First. it is interesting how this argument presages the Third Party Doctrine, whereby communications shared with a third party lose any expectation of privacy under the Fourth Amendment. I would have liked to see a floor debate about privacy for the mails, but none was present in the book. In fact, after the lawyer made this argument, everyone else was dumbfounded in silence.
Second, and perhaps more importantly, this argument countenances expectations of privacy decades before Warren & Brandeis’s seminal article, The Right to Privacy, and a century before Katz (of course, Stephen Carter is writing with a century of hindsight, but the arguments made at the trial were those that could have been imagined based on the concepts known at the time).
Third, even assuming that the Fifth Amendment did not yet contain a right to privacy (no 14th Amendment yet, in this world), the Fifth Amendment still has a right to property–a right that protects the transmissions. However, the only party with standing would be the Telegraph Company. The person sending the message has no standing to complain about the seizure.
Fourth, the general resort to the Executive’s inherent wartime power rings true through all Presidencies. Just substitute seizing telegraphs with intercepting electronic communications via the Patriot Act.
One other constitutional issue that I had never considered concerns Article I, Section 3 and the role of the Chief Justice during impeachment trial.
When the President of the United States is tried, the Chief Justice shall preside: And no Person shall be convicted without the Concurrence of two thirds of the Members present.
During the impeachment of the President, the Chief Justice of the United States presides. Should the Chief Justice be counted among the 2/3 of Members present to convict? It says “Members.” Not “Senators.” In other words, should the Chief have a vote? If the Senate is operating as a Court, with the Chief presiding, and each member acting as part of the court, would it really be that strange for the presiding officer to also vote? On our own Supreme Court, all 9 justices participate as a court, and the presiding officer also votes for the final disposition. I think in the impeachments of Clinton, and Johnson, the Chief did not cast a vote. But textually, is this foreclosed?

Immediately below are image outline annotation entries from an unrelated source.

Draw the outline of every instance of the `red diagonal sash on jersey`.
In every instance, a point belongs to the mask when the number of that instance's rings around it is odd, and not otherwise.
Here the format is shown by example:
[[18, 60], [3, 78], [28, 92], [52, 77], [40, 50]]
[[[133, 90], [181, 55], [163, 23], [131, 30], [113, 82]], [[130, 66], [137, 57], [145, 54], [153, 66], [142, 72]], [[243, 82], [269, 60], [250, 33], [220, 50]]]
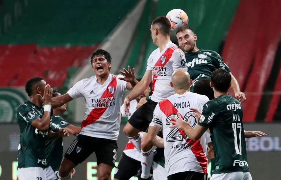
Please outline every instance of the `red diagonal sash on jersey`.
[[[115, 92], [116, 92], [116, 87], [117, 85], [116, 77], [115, 76], [112, 78], [111, 82], [106, 87], [103, 94], [101, 97], [101, 98], [110, 98], [114, 96]], [[113, 89], [111, 89], [110, 90], [109, 88], [110, 87]], [[114, 91], [113, 93], [112, 94], [112, 90], [114, 90]], [[83, 120], [82, 121], [82, 123], [81, 123], [81, 127], [83, 128], [88, 125], [94, 123], [101, 116], [107, 108], [107, 107], [93, 109], [91, 111], [90, 114], [88, 115], [86, 119]]]
[[[166, 99], [159, 103], [159, 107], [160, 110], [163, 112], [166, 116], [168, 117], [171, 114], [176, 114], [178, 110], [175, 108], [171, 103], [167, 99]], [[183, 116], [181, 115], [181, 118], [183, 119]], [[171, 120], [174, 120], [172, 119]], [[182, 129], [179, 129], [178, 132], [183, 135], [183, 137], [185, 136], [185, 133]], [[207, 173], [207, 165], [208, 164], [208, 159], [206, 157], [204, 152], [203, 151], [202, 146], [200, 144], [199, 139], [194, 141], [191, 139], [186, 140], [187, 143], [190, 143], [194, 146], [193, 148], [190, 149], [193, 153], [194, 156], [197, 159], [197, 160], [200, 164], [200, 166], [202, 167], [204, 173]]]
[[[154, 66], [154, 67], [158, 66], [160, 67], [164, 67], [165, 66], [165, 65], [168, 62], [168, 61], [169, 61], [170, 58], [171, 57], [172, 54], [173, 54], [173, 52], [174, 51], [177, 49], [179, 49], [179, 48], [176, 46], [170, 47], [167, 49], [167, 50], [160, 57], [160, 58], [155, 63]], [[164, 58], [165, 59], [165, 60], [162, 61], [162, 59], [164, 59]], [[152, 72], [154, 71], [157, 71], [153, 70]], [[154, 88], [155, 86], [155, 82], [156, 82], [156, 79], [158, 77], [158, 76], [154, 76], [152, 74], [152, 90], [153, 91], [154, 91]]]

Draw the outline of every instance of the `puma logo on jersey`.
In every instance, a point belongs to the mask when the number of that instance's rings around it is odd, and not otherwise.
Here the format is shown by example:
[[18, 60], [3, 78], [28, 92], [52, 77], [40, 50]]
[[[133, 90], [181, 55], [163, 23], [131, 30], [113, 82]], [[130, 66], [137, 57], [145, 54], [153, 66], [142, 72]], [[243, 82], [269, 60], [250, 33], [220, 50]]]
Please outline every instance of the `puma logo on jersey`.
[[108, 90], [112, 94], [114, 94], [114, 86], [112, 86], [108, 87]]
[[161, 58], [161, 64], [163, 64], [165, 63], [165, 61], [166, 60], [166, 57], [167, 57], [166, 56], [162, 56], [162, 57]]
[[240, 103], [236, 104], [235, 102], [233, 104], [228, 104], [226, 106], [226, 108], [227, 109], [227, 110], [234, 110], [234, 111], [236, 111], [236, 110], [238, 109], [242, 109], [241, 105]]
[[[206, 55], [207, 56], [207, 55]], [[192, 59], [191, 62], [187, 63], [187, 67], [190, 67], [191, 68], [194, 67], [195, 65], [200, 64], [207, 64], [208, 61], [205, 59], [198, 59], [198, 58], [194, 58]]]
[[212, 114], [210, 116], [209, 116], [209, 117], [208, 118], [208, 122], [207, 123], [207, 124], [209, 124], [211, 123], [213, 121], [213, 119], [214, 119], [214, 116], [215, 116], [215, 113], [214, 112], [212, 113]]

Interestingly, during Lincoln’s impeachment, Chief Justice Salmon Chase–whom Lincoln appointed to replace Roger Taney–had aspirations for the Presidency. So his calculations regarding the trial are fascinating.

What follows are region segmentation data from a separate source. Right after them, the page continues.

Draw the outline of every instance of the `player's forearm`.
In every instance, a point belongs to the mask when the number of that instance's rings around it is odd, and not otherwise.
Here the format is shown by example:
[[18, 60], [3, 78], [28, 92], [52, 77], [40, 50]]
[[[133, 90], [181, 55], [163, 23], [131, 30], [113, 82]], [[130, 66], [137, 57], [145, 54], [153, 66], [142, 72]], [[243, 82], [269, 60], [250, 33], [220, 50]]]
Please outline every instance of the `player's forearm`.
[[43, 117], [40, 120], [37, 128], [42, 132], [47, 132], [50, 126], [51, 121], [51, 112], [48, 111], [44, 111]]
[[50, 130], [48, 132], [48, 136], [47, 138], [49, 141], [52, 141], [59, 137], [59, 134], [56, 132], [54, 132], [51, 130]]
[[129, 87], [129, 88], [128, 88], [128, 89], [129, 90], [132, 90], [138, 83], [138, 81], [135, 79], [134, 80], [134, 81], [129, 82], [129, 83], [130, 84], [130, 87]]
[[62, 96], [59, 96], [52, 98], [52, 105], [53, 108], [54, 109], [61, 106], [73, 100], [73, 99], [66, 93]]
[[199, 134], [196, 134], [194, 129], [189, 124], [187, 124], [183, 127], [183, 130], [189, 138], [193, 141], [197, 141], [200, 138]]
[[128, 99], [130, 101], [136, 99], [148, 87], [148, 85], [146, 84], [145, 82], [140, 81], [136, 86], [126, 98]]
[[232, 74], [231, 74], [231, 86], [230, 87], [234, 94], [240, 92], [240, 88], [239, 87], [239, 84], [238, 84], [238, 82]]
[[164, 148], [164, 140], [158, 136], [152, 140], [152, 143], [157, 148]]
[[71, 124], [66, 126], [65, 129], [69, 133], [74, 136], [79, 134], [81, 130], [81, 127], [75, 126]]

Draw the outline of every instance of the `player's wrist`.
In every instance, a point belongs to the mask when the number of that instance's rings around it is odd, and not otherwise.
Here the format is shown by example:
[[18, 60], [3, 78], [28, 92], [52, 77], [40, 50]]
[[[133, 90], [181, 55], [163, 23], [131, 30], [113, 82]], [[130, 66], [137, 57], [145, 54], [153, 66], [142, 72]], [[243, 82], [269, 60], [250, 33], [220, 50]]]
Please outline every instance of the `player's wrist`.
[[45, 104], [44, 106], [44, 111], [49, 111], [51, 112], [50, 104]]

Relatedly, how should evidentiary issues be resolved? In this trial, appeals from the Chief’s evidentiary rulings went to the body as a whole, and could be overturned by a majority vote of the members present. Is this textually permitted?

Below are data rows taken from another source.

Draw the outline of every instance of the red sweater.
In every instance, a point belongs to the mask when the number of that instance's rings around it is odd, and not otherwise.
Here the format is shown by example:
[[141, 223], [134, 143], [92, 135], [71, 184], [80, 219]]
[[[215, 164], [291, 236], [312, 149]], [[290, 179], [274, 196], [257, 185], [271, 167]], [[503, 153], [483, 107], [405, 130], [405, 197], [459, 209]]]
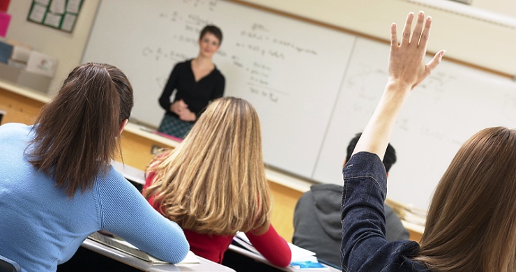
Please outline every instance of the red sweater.
[[[144, 189], [152, 184], [154, 175], [149, 174], [145, 180]], [[152, 204], [154, 197], [149, 199]], [[162, 213], [159, 204], [153, 205], [154, 209]], [[189, 229], [183, 229], [190, 243], [190, 250], [195, 255], [211, 261], [221, 264], [224, 253], [227, 250], [233, 235], [214, 235], [199, 234]], [[245, 233], [253, 246], [271, 264], [278, 266], [287, 266], [290, 264], [291, 252], [287, 241], [269, 226], [266, 232], [261, 235], [253, 235], [252, 232]]]

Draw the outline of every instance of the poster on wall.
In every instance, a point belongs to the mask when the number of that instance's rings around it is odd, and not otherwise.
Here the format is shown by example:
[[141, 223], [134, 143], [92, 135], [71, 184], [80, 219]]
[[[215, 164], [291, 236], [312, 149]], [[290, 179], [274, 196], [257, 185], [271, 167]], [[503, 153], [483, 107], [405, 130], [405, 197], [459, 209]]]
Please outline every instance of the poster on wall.
[[33, 0], [27, 21], [72, 32], [82, 0]]

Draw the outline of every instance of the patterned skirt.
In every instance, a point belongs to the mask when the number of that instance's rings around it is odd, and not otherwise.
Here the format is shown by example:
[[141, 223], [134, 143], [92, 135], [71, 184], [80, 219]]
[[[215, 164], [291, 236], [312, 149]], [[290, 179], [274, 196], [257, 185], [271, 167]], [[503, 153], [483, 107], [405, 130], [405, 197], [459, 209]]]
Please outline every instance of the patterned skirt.
[[193, 126], [192, 122], [180, 120], [176, 116], [165, 114], [158, 131], [178, 138], [184, 139]]

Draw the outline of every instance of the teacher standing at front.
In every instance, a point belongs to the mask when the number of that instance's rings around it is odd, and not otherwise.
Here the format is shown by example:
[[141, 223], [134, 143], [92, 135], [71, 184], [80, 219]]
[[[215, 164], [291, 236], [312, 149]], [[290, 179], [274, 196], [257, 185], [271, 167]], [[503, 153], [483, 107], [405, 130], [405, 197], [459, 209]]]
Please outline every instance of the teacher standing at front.
[[159, 99], [166, 111], [159, 132], [184, 138], [210, 101], [222, 97], [225, 79], [212, 60], [222, 40], [218, 27], [206, 26], [199, 38], [197, 56], [174, 67]]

Another issue has to do with who would become President in case Lincoln was removed. In the book, Vice President Andrew Johnson had been assassinated. At the time, the President Pro Tempore of the Senate was next in line to the presidency after the VP. Could the President Pro Temp–the member of the Senate who would become President–vote to remove the President. Is there some inherent conflict of interest there? That is, you are voting to remove the person whose office you would ascend to? Not sure if this was ever resolved, but a fascinating issue.
I am about 2/3 of the way through the book. The trial part is riveting. I may write about it again.